Delineando o problema
Talvez seja difícil compreender a magnitude de um problema assim. Aos poucos, nos acostumamos a esse novo normal da medicina, a ponto de nem sequer percebermos que algo muito errado acontece nos corredores dos nossos hospitais. Nós aprendemos a restringir nossas avaliações, com menos perguntas, quase nenhum exame físico e apenas um esboço de raciocínio clínico. Também aprendemos a solicitar exames, muitos deles, principalmente se estiverem arrolados em algum protocolo institucional. Depois, desaprendemos a interpretar estes exames, que acabam respondendo a perguntas que nunca fizemos e que não interessam aos nossos pacientes. E, por fim, passamos a encontrar mais satisfação em ter uma prescrição complexa no computador do que em enxergar o alívio nos olhos de quem cuidamos. O amor pelas prescrições/condutas/exames chega a ser tão profundo que já vi colegas indo embora da enfermaria após entregar a papelada à enfermagem, esquecendo-se completamente de entrar no quarto para ver o paciente. Pobres de nós, que nos contentamos mais em propor condutas do que em ajudar pessoas. E isso é, sim, uma catástrofe.
A velocidade e a pressa
As insanidades hospitalares estão por todos os cantos. As salas de emergência estão abarrotadas de pacientes cujo diagnóstico se baseou em tão pouca informação que poderíamos supor que o médico foi quase um vidente ao fazê-lo. E é triste constatar que diagnósticos pouco criteriosos, incoerentes e até disparatados vão sendo registrados nos prontuários sem jamais serem questionados, partindo-se do princípio de que o que está escrito está sempre correto. Vai se formando uma cadeia infinita de outros diagnósticos e condutas que se sustentam em premissas errôneas, imprudentes e até mesmo mentirosas (não é raro encontrar descrições de exames físicos que nunca foram feitos, sinais vitais que foram copiados de outro profissional ou informações que o paciente jamais forneceu).
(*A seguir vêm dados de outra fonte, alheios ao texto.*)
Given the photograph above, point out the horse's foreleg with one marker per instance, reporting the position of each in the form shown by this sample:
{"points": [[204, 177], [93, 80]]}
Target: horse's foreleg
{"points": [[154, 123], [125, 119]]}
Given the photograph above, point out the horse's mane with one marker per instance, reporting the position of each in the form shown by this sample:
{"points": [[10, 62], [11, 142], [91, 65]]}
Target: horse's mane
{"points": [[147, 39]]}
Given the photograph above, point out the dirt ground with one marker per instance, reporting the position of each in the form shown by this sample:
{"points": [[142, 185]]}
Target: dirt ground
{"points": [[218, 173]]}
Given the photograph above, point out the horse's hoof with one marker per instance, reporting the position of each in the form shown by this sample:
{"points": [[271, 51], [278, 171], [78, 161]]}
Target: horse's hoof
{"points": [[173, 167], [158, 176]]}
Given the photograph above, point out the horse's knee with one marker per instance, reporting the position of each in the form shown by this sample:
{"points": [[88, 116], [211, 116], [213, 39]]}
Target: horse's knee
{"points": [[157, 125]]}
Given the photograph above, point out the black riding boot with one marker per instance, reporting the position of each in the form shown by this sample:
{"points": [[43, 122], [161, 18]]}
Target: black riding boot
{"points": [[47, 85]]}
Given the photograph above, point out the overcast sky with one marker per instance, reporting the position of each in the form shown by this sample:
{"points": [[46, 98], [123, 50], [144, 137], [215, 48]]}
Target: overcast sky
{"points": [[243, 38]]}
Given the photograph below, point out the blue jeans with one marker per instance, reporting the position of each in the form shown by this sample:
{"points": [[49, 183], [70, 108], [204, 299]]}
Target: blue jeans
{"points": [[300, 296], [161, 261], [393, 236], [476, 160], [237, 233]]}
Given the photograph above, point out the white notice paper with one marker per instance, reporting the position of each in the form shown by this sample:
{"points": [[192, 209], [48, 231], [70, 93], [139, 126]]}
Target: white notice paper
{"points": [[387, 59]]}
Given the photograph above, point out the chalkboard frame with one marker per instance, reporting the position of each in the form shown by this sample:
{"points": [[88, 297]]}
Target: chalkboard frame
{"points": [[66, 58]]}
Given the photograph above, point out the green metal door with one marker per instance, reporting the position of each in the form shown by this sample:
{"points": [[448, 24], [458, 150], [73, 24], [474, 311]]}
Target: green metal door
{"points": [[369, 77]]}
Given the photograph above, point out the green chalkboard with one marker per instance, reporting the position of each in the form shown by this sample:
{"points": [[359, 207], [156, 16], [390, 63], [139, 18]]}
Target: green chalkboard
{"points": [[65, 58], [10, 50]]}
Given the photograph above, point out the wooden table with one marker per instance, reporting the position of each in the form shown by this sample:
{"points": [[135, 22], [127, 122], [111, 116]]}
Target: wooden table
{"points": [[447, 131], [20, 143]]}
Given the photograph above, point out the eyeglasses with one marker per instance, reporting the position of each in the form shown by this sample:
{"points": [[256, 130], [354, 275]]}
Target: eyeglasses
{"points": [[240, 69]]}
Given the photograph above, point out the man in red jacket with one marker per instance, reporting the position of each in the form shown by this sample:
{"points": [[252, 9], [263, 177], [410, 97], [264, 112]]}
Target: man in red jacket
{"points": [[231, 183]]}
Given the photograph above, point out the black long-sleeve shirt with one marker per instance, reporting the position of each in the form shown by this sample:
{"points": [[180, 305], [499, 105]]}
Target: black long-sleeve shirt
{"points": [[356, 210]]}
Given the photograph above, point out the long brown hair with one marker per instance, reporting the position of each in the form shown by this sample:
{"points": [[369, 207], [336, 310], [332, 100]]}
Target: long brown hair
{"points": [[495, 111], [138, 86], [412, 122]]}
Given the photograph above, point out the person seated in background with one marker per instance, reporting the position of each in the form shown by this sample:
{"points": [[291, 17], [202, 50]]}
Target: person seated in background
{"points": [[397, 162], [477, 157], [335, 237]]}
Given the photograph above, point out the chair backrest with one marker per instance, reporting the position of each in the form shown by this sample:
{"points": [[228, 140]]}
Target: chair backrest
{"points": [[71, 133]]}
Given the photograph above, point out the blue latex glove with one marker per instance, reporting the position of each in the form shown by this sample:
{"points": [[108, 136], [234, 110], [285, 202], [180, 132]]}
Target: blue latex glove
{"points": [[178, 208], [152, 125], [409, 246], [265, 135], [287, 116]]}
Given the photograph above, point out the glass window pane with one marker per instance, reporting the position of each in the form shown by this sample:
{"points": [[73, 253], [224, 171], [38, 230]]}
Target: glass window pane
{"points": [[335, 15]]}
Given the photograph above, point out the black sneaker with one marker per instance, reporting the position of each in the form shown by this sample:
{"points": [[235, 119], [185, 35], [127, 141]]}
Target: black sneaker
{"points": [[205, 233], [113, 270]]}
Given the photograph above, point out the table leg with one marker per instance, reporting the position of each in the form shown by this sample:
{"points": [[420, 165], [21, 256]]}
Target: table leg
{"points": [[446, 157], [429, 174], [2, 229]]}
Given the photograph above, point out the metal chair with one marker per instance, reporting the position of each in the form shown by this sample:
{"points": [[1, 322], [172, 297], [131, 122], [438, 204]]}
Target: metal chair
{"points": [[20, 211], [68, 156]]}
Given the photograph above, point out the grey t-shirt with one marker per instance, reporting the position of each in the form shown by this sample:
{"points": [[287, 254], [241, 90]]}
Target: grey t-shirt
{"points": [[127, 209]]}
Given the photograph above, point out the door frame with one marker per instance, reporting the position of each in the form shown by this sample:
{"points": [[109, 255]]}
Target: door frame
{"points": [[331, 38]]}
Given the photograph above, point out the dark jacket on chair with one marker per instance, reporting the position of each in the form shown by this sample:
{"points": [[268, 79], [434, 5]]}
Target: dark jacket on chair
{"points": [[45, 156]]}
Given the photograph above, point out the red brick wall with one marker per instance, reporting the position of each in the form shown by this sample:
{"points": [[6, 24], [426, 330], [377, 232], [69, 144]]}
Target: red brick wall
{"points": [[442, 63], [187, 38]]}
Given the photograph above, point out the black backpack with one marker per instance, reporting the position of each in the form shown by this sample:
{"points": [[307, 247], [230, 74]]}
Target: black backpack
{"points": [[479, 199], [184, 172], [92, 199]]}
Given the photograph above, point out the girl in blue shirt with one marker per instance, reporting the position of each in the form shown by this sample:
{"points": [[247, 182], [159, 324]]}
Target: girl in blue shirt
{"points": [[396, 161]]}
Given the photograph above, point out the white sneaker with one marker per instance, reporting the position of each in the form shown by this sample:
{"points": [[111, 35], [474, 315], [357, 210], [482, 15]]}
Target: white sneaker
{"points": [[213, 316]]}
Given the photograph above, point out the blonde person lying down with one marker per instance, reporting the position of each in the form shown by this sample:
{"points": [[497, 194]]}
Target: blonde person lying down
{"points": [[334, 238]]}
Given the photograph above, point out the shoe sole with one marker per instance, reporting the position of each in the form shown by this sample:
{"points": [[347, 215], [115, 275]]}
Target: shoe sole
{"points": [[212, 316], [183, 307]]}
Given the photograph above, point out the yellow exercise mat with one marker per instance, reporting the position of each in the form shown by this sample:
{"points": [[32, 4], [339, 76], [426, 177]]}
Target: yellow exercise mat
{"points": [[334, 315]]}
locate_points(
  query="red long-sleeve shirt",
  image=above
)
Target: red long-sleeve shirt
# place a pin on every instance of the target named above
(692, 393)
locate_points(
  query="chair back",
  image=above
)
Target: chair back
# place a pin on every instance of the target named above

Nenhum registro é averiguado, nunca se dá um passo atrás para considerar a possibilidade de um erro, um engano, uma falha. O cuidado ao paciente parece seguir um fluxo com vida própria, no qual basta acatar o que estiver escrito ou preconizado (e salve-se quem puder). Mesmo assim seguimos, alguns por preguiça e outros por ilusão, acreditando que no final tudo vai dar certo. Nem sempre vai. Se formos honestos, “dar tudo certo” é um desfecho cada vez mais improvável, e talvez tenhamos mesmo que contar com a sorte para sobreviver aos hospitais. Precisamos assumir nossa responsabilidade no processo.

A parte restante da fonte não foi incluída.